Case ID: la-ann_12/html/0348-01.html
Source: Caselaw Access Project
Author: {"author": "Spokford, J.", "license": "Public Domain", "url": "https://static.case.law/"}
Date Created: 2024-08-24T03:29:51.129683

Robert Ferguson v. Laurent Millaudon.
    Damages will not be allowed for delay when no time was specified in the contract within which the work was to be completed.
    APPEAL from the Sixth District Court of New Orleans, Gotten, J.
    
      JDunaa/n & HcGonnell, for plaintiff.
    
      Benjamin, Bradford & Finney, for defendant and appellant.
   Spokford, J.

The plaintiff sues for the price of four boilers manufactured by him for the front plantation of the defendant in the fall of 1854.

The answer is a demand in reconvention for a very large amount of damages alleged to have been sustained in the loss of a portion of a sugar crop that year, by reason of delay in the delivery of the boilers and their bad construction.

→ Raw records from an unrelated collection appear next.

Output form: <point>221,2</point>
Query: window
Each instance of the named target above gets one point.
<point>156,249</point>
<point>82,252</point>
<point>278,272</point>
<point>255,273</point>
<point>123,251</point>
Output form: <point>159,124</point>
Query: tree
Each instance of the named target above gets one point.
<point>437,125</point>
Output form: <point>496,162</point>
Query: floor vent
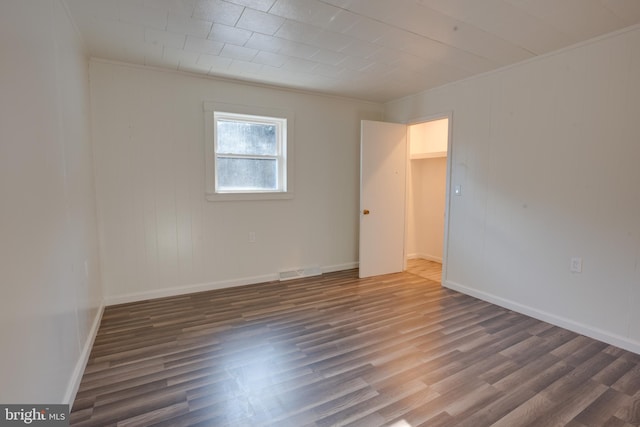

The value of the materials and workmanship (supposing the work to be good work) are established.

The only controversy springs out of the reconventional demand.

We do not find that the plaintiff is liable for damages in consequence of delay. No time was specified in the contract within which the boilers were to be completed. The defendant. alleges that the contract was made on the 13th August, a very late period. He took upon himself to deliver to the plaintiff some of the materials of his old boilers to be incorporated into the new ones. This was not done until the 21st of August. The plaintiff objected that it was late in the season to undertake such a job, but the defendant insisted on his doing so, and seems to have been cognizant of the impossibility of completing the work by the time he now contends it should have been done. And: we think the correspondence of Millaudon with the plaintiff shows that there was no violation of even an implied contract as to the time of finishing this job. His complaints at the time were confined to the quality of the work.

That was unquestionably defective. But as the boilers, though leaky, made steam enough to run the engines used by the defendant, we do not think that the loss of a portion of the crop was attributable to the defective work of the boilers. At any rate, no such precise data are given in evidence as would enable the court to say that any particular sum was lost to the defendant by reason of the bad workmanship of the boilers, save that which he spent for their repairs. It seems from the correspondence between the parties, that the plaintiff was to put them in good order if they did not work well during the first season, when they were obliged to be used. He failed to do so. The defendant employed a competent mechanic to do this work at the price of twelve hundred dollars. We see no reason why this sum should not be deducted from the plaintiff’s demand, instead of six hundred dollars which the District Judge allowed, because one or two of the witnesses thought the repairs might have been done for that sum.

It is, therefore, ordered that the judgment of the District Court be reversed; and it is now ordered, adjudged and decreed, that the plaintiff recover of the defendant the sum of two thousand and one dollars and fifty-six cents, with legal interest from the 26th December, 1854, until paid, that being the balance due the plaintiff, after deducting from his demand so much of the defendant’s claim in reconvention, as should have been allowed in the court below; it is further adjudged and decreed, that the defendant pay the costs incurred in the District Court, and the plaintiff those of this appeal.